Filmmakers look at young journalists covering tragedy, diversity
Filmmakers Meg Moritz and Jeff Browne of the University of Colorado Boulder showed their latest documentary, Taking the Lede, and Moritz’ earlier film, Covering Columbine, during a visit to campus in October.
The two conducted question-and-answer sessions after the screenings in Ernie Pyle Hall.
The two films share a connection. After the release of Covering Columbine, which documents the lives of students, parents and journalists after the 1999 Columbine High School shootings, Moritz said she began hearing from high school journalists about covering tragedies, sometimes at their own schools.
Thinking about that scenario, Moritz and Browne began work on Taking the Lede, which explores how high school journalist handle real-life issues – from shootings to gay rights – that affect all students.
“It’s an explanatory documentary about the work and the importance of the work student journalists do,” Moritz said in an interview.
The pair met while teaching at the university. Moritz, whose research focuses on journalists’ ethical practices in the field, said she was particularly interested in how high school students covered crisis as a follow-up to Covering Columbine.
A conversation with Jeff Brown and Meg Moritz, Producers of “Taking the Lede” A documentary about high school journalists
Jeff Brown and Meg Moritz, producers of “Taking the Lede”
The two sit in front of a bookshelf across from the interviewer.
The initial idea was to look at crisis reporting, reporting on traumas, and there certainly was material to do that. Crisis reporting in high schools where the students are the journalists and the students are the victims of the crimes and that kind of thing. I mean, they’re still students or former students. Yep, and and you know, there’s plenty of material to have a lengthy in-depth piece, documentary, magazine, book, whatever, on that topic, but a couple of things happened. One was I felt that it would be so grim or could be so grim to have that, and Jeff had been telling me story after story that had other aspects that were interesting, also had humor involved and censorship issues involved, and so we just, as we talked, we just thought we could expand this out and do a section on crisis reporting. Yeah, yeah, so, so we wound up with I think four, four or five depending upon how you count, case studies of things that students encounter in their journalistic careers in high school.
Produced by Nina Murov
Browne was involved in student media both in colleges and high schools in the Colorado area during his 25 years of teaching and advising.
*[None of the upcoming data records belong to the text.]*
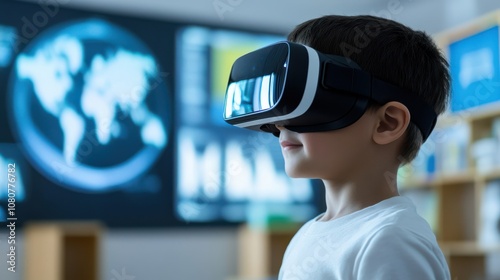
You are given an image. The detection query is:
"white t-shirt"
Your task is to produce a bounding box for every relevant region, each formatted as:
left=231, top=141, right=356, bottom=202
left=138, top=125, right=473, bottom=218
left=279, top=196, right=450, bottom=280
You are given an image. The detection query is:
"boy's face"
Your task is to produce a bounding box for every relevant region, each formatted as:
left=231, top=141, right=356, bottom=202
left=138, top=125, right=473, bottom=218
left=277, top=110, right=376, bottom=180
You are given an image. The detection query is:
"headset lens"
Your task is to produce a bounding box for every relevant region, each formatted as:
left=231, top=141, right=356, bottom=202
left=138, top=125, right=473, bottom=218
left=224, top=45, right=288, bottom=119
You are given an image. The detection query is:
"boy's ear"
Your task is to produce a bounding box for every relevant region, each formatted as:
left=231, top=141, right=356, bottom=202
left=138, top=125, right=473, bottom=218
left=373, top=101, right=411, bottom=145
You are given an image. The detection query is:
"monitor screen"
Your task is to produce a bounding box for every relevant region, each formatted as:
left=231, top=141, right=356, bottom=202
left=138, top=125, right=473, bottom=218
left=0, top=1, right=176, bottom=227
left=0, top=0, right=321, bottom=227
left=448, top=25, right=500, bottom=112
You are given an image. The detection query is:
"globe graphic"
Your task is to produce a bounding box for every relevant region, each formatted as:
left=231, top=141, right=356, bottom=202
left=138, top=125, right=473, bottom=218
left=9, top=19, right=170, bottom=192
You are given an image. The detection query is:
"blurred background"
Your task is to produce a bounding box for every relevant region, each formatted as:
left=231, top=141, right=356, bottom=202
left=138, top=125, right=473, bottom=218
left=0, top=0, right=500, bottom=280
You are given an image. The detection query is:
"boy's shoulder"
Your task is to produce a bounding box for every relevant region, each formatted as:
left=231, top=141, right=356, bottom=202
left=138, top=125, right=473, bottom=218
left=301, top=196, right=435, bottom=241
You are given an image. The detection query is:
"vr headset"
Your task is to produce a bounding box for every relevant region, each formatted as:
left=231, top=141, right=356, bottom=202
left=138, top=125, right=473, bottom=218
left=223, top=42, right=437, bottom=141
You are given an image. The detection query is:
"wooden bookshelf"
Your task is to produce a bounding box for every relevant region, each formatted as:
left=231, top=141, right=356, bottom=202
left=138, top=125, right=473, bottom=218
left=24, top=222, right=102, bottom=280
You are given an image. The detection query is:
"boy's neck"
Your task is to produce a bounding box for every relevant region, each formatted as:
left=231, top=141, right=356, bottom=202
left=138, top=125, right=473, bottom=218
left=320, top=164, right=399, bottom=221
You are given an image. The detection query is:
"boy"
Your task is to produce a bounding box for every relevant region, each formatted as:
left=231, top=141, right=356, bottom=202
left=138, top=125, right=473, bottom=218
left=276, top=16, right=450, bottom=280
left=224, top=16, right=450, bottom=280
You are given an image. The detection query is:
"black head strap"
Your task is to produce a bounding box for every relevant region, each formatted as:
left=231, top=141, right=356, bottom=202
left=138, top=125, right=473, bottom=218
left=322, top=63, right=437, bottom=141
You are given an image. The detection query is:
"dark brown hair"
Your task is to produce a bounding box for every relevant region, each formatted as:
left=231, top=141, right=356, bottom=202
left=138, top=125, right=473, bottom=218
left=288, top=15, right=451, bottom=163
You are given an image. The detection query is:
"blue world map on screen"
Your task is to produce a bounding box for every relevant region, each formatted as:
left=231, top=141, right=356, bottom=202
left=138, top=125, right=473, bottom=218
left=11, top=19, right=169, bottom=191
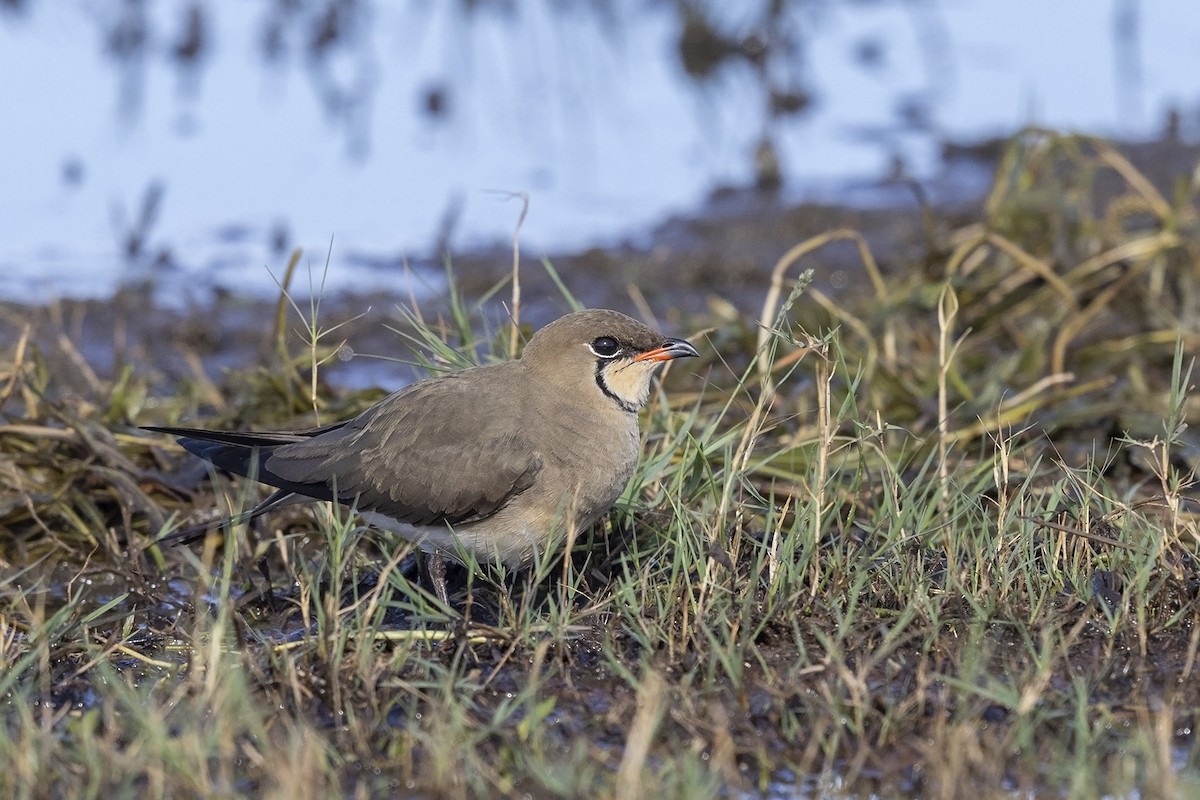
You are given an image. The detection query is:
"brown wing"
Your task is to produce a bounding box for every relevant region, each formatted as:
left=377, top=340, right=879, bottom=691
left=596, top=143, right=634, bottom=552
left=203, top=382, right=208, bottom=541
left=267, top=365, right=542, bottom=525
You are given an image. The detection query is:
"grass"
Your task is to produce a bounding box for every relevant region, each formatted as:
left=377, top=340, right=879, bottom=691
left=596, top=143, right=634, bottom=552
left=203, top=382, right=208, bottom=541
left=0, top=131, right=1200, bottom=798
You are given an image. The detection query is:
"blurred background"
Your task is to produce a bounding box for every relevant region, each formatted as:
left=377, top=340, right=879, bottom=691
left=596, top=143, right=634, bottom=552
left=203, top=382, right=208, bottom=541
left=0, top=0, right=1200, bottom=305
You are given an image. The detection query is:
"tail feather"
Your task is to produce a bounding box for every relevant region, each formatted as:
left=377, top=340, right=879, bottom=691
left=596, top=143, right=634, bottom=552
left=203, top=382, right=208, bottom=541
left=143, top=425, right=341, bottom=527
left=155, top=489, right=296, bottom=546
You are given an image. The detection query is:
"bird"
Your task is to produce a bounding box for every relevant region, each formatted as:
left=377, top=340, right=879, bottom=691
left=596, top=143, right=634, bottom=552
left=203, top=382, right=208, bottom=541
left=144, top=309, right=698, bottom=606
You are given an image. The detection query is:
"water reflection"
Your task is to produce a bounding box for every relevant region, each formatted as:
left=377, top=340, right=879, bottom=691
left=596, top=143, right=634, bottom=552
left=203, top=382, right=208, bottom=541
left=0, top=0, right=1200, bottom=299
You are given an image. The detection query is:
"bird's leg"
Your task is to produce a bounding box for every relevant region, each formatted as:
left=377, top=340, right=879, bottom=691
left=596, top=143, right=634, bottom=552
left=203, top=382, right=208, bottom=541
left=425, top=551, right=450, bottom=608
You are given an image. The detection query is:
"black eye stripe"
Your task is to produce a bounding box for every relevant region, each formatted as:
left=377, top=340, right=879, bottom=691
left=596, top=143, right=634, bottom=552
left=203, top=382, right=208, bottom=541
left=588, top=336, right=620, bottom=359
He currently is director of CU News Corps at the College of Media, Communication and Information at the university in Boulder. The News Corps team helped in the filming and interviewing process.
The two said their experiences complemented one another for the project.
“I knew nothing about high school journalism,” Moritz said.
“And I knew nothing about filmmaking,” Browne said.
The duo worked and produced the film earlier this year and edited over the summer. Already, they have entered Taking the Lede in the Boulder International Film Festival and Big Sky Film Festival in Montana, which is exclusively for documentary films.
Moritz and Browne wanted the documentary to serve as an overlay of issues student journalists face. They used three case studies of high school journalists tackling complex issues.
Investigative journalism was one. They presented the case of J. David McSwane, who as a high school journalist in 2005 went undercover to uncover the truth about army recruitment practices. The investigative report won a Peabody Award.
Browne had been McSwane’s advisor, so getting his story was a no-brainer for the pair.
At a different high school, a team of yearbook editors was left with the task of covering the story of a shooting that took place within their own hallways. One of the editors, Joe Redmond, was a close friend of the shooter. He wrote an award-winning essay, “On Forgiveness,” which Moritz found to be “very poignant.”
The Lever, the oldest high school student-run newspaper in Colorado, was also faced with adversity. Moritz and Browne found two cases, one in 1996 and one in 2012, that illustrated censorship of LGBT acknowledgement at student papers.
The school is located in Colorado Springs, which Browne frames as more conservative than other cities in the state. In the 2012 case, the school board broke Colorado law in not letting students publish a picture of a lesbian couple holding hands.
The law protecting those student journalists from censorship is called the Anti-Hazelwood law, and it is named for the 1988 U.S. Supreme Court ruling of Hazelwood School District v. Kuhlmeier, which restricted high school journalists First Amendment Rights. Its adoption varies by state. Indiana does not have an Anti-Hazelwood law.
While on campus, Moritz had lunch with Hutton Honors and Media School students and attended a reception at the Poynter Center for the Study of Ethics and American Institutions. After the visit to IU, Moritz attended the Indiana High School Press Association convention at Franklin College.
The visit was sponsored by GBLT Support Services, Center for Documentary Research and Practice, IU Journalism, the Poynter Center for the Study of Ethics and American Institutions, and Hutton Honors College.